There’s no doubt Eyedea can slay his competitors onstage in a battle, but inside his own space the rules change; his skills won’t let him settle anything, they just allow him to articulate his madness with greater depth. He has a way of making his point so clearly in rhyme that it could not be felt any other way. In “On A Clear Day”, a dizzyingly contradictory song written for clarity, he describes himself as “just a parody of something that apparently was never properly prepared to bleed.” Poignancy like this is what makes this moving, thought-provoking material, but Eyedea’s method compromises its potency. Eyedea can rap extremely fast without slurring or dropping syllables, and his rhyme schemes are mind-blowing, but it’s very hard to keep up with when he’s bringing up serious issues. In a way it almost forces you to listen, but the listener misses a lot of the feeling trying to take it all in. Regardless, the thoughtful, artistic half of the album is a breathtaking experience.

The rest of the album is mostly straightforward up-tempo rhymes, with the usual attacks on the omnipresent wack MC and verbal discourse/bloody warfare metaphors. In these songs, Eyedea doesn’t have any real target for the shrapnel he spits, and the vicious, almost desperately immediate need for genius in a freestyle battle is lost in the studio. This is shown best in “Coaches” (feat. Carnage), where the live-taped intro is much more interesting than the track itself. The exception to the dis-appointing songs is the nonconformist anthem “Weird Side,” where he introduces himself and his quirks (namely that he’s an ugly white MC from the Midwest who’s better than most artists out there), at one point breaking into an unbelievable double time flow without skipping a beat. Like any master of the craft, he almost makes it sound easy to pull of saying “my mission is to get into your mind /and make you listen and rewind / what you were missing every time / that you insisted to be blind / I paint a picture with a rhyme. . .” before you have time to flip the CD case over to see what the name of the song is.

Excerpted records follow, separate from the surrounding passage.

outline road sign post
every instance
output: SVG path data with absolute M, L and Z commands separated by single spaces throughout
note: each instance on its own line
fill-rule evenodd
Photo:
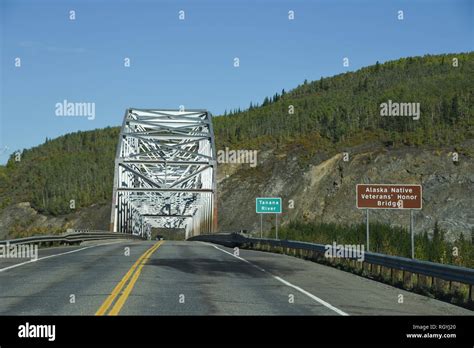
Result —
M 369 209 L 366 209 L 365 212 L 366 212 L 365 213 L 365 216 L 366 216 L 365 223 L 367 224 L 367 226 L 366 226 L 366 228 L 367 228 L 367 244 L 366 244 L 365 247 L 367 248 L 367 251 L 369 251 L 370 250 L 369 249 L 369 241 L 370 241 L 370 238 L 369 238 Z
M 358 184 L 357 208 L 366 210 L 367 251 L 369 251 L 369 209 L 409 209 L 411 258 L 415 258 L 413 210 L 422 208 L 421 185 Z
M 257 197 L 255 198 L 255 211 L 260 214 L 260 236 L 263 235 L 261 214 L 275 214 L 275 238 L 278 239 L 278 214 L 281 214 L 281 198 Z
M 275 214 L 275 239 L 278 239 L 278 214 Z
M 413 231 L 413 209 L 410 209 L 411 258 L 415 258 L 415 233 Z

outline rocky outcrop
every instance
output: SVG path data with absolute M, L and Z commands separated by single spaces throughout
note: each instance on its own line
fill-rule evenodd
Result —
M 472 143 L 467 146 L 473 146 Z M 281 223 L 292 219 L 353 224 L 365 222 L 356 208 L 356 184 L 421 184 L 423 209 L 415 212 L 415 233 L 439 226 L 448 239 L 471 237 L 474 229 L 474 160 L 450 149 L 390 148 L 383 145 L 348 149 L 327 158 L 315 157 L 301 169 L 296 156 L 279 157 L 273 151 L 259 154 L 255 169 L 242 165 L 219 173 L 219 226 L 223 231 L 259 230 L 255 197 L 283 198 Z M 252 173 L 254 172 L 254 173 Z M 292 202 L 291 202 L 292 201 Z M 293 208 L 291 208 L 293 206 Z M 371 221 L 409 225 L 409 211 L 371 211 Z M 264 216 L 265 227 L 274 216 Z

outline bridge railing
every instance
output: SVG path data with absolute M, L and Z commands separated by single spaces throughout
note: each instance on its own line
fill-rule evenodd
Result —
M 85 241 L 104 240 L 104 239 L 143 239 L 140 236 L 128 233 L 104 232 L 104 231 L 88 231 L 88 230 L 72 230 L 58 235 L 39 235 L 17 239 L 9 239 L 0 241 L 0 245 L 18 245 L 18 244 L 48 244 L 63 243 L 75 244 Z
M 383 271 L 385 269 L 389 274 L 389 279 L 386 282 L 391 284 L 397 283 L 397 281 L 394 281 L 394 278 L 398 279 L 398 274 L 396 274 L 398 272 L 402 273 L 402 285 L 405 284 L 407 276 L 411 278 L 412 275 L 416 275 L 416 285 L 424 286 L 426 288 L 436 288 L 437 280 L 440 279 L 449 282 L 449 290 L 451 290 L 452 282 L 457 282 L 467 285 L 467 302 L 469 302 L 471 305 L 473 302 L 472 288 L 474 286 L 474 269 L 472 268 L 409 259 L 405 257 L 385 255 L 374 252 L 364 252 L 362 261 L 357 261 L 354 257 L 328 258 L 325 257 L 327 246 L 324 244 L 291 240 L 249 238 L 242 236 L 239 233 L 201 235 L 190 238 L 190 240 L 206 241 L 225 245 L 231 248 L 239 247 L 243 249 L 255 249 L 284 253 L 335 265 L 341 264 L 342 260 L 342 263 L 345 263 L 343 266 L 348 266 L 348 268 L 351 268 L 352 270 L 359 270 L 357 273 L 363 273 L 364 271 L 370 275 L 375 273 L 375 275 L 379 276 L 379 278 L 383 278 Z M 420 279 L 420 276 L 424 277 L 425 279 Z

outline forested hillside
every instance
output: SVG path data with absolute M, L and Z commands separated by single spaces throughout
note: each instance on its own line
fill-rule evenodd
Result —
M 453 66 L 453 58 L 458 66 Z M 219 118 L 219 145 L 298 141 L 319 134 L 343 142 L 362 133 L 407 144 L 446 144 L 474 134 L 474 53 L 375 64 L 266 98 Z M 421 117 L 381 117 L 388 100 L 420 103 Z M 294 113 L 291 114 L 291 106 Z M 310 137 L 311 138 L 311 137 Z
M 453 66 L 453 58 L 458 66 Z M 287 146 L 312 156 L 368 140 L 405 145 L 452 145 L 474 138 L 474 53 L 399 59 L 375 64 L 266 98 L 244 111 L 216 117 L 217 146 Z M 421 117 L 381 117 L 388 100 L 421 105 Z M 294 112 L 292 112 L 294 111 Z M 119 123 L 120 120 L 117 120 Z M 119 129 L 67 134 L 0 166 L 0 208 L 28 201 L 58 215 L 109 201 Z M 460 149 L 472 156 L 472 149 Z

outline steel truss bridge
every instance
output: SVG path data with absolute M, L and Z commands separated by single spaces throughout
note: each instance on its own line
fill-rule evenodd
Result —
M 216 151 L 206 110 L 128 109 L 115 157 L 110 230 L 186 238 L 217 230 Z

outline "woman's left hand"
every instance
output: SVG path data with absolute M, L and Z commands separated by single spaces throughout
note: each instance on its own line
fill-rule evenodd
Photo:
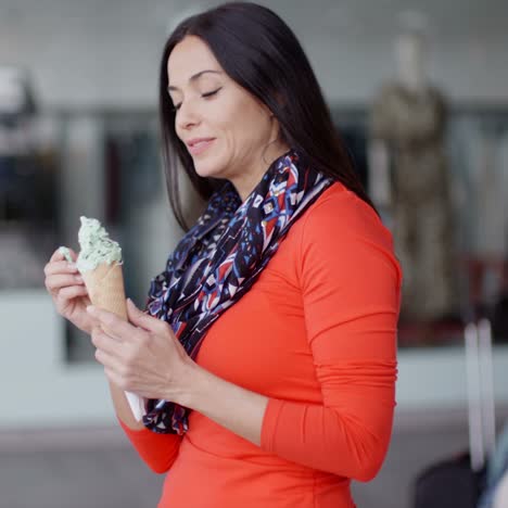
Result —
M 195 364 L 167 322 L 144 314 L 130 300 L 128 322 L 94 306 L 87 312 L 107 331 L 94 328 L 91 338 L 96 359 L 113 384 L 147 398 L 182 399 Z

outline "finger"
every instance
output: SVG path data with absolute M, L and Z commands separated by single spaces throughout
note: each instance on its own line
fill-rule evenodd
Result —
M 96 350 L 94 356 L 99 364 L 103 365 L 104 368 L 111 370 L 112 372 L 115 372 L 116 376 L 119 377 L 125 374 L 125 368 L 122 361 L 114 355 L 110 355 L 104 350 Z
M 132 341 L 136 340 L 136 336 L 139 336 L 140 330 L 132 327 L 128 321 L 124 321 L 116 314 L 96 307 L 94 305 L 88 306 L 87 313 L 96 318 L 102 328 L 105 328 L 111 334 L 123 341 Z
M 68 288 L 63 288 L 59 291 L 59 300 L 72 300 L 77 296 L 86 296 L 88 290 L 85 285 L 71 285 Z
M 58 291 L 61 288 L 67 288 L 71 285 L 84 285 L 81 276 L 75 275 L 52 275 L 46 278 L 46 287 L 50 291 Z
M 164 333 L 167 328 L 166 322 L 143 313 L 130 299 L 127 299 L 127 317 L 136 327 L 140 327 L 154 333 Z
M 111 356 L 120 357 L 123 342 L 114 336 L 107 335 L 100 328 L 94 328 L 91 333 L 92 344 Z
M 77 266 L 66 261 L 52 262 L 52 263 L 48 263 L 45 266 L 45 274 L 47 276 L 54 275 L 54 274 L 77 274 L 77 272 L 78 272 Z

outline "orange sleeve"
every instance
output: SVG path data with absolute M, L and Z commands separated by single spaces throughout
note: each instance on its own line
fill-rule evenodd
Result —
M 368 481 L 392 432 L 402 271 L 389 230 L 352 192 L 302 220 L 297 272 L 322 405 L 270 398 L 262 448 Z
M 132 430 L 119 418 L 118 422 L 139 456 L 152 471 L 164 473 L 169 470 L 178 456 L 180 435 L 157 434 L 149 429 Z

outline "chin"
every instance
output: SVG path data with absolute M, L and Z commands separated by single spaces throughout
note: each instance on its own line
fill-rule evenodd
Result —
M 202 178 L 225 178 L 223 165 L 214 161 L 194 161 L 194 169 Z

Even the weak tracks on Many Faces Of Oliver Hart serve to create a full self-portrait of a man, just as the conflicting styles on the album are what makes it complete. There is such a range of expression: personal anecdotes, heartbreaking narratives, protests against society, braggadocio, and even a torch song (“Here for You”). If you want music that is not just thoughtful but thought-provoking, then pick this one up.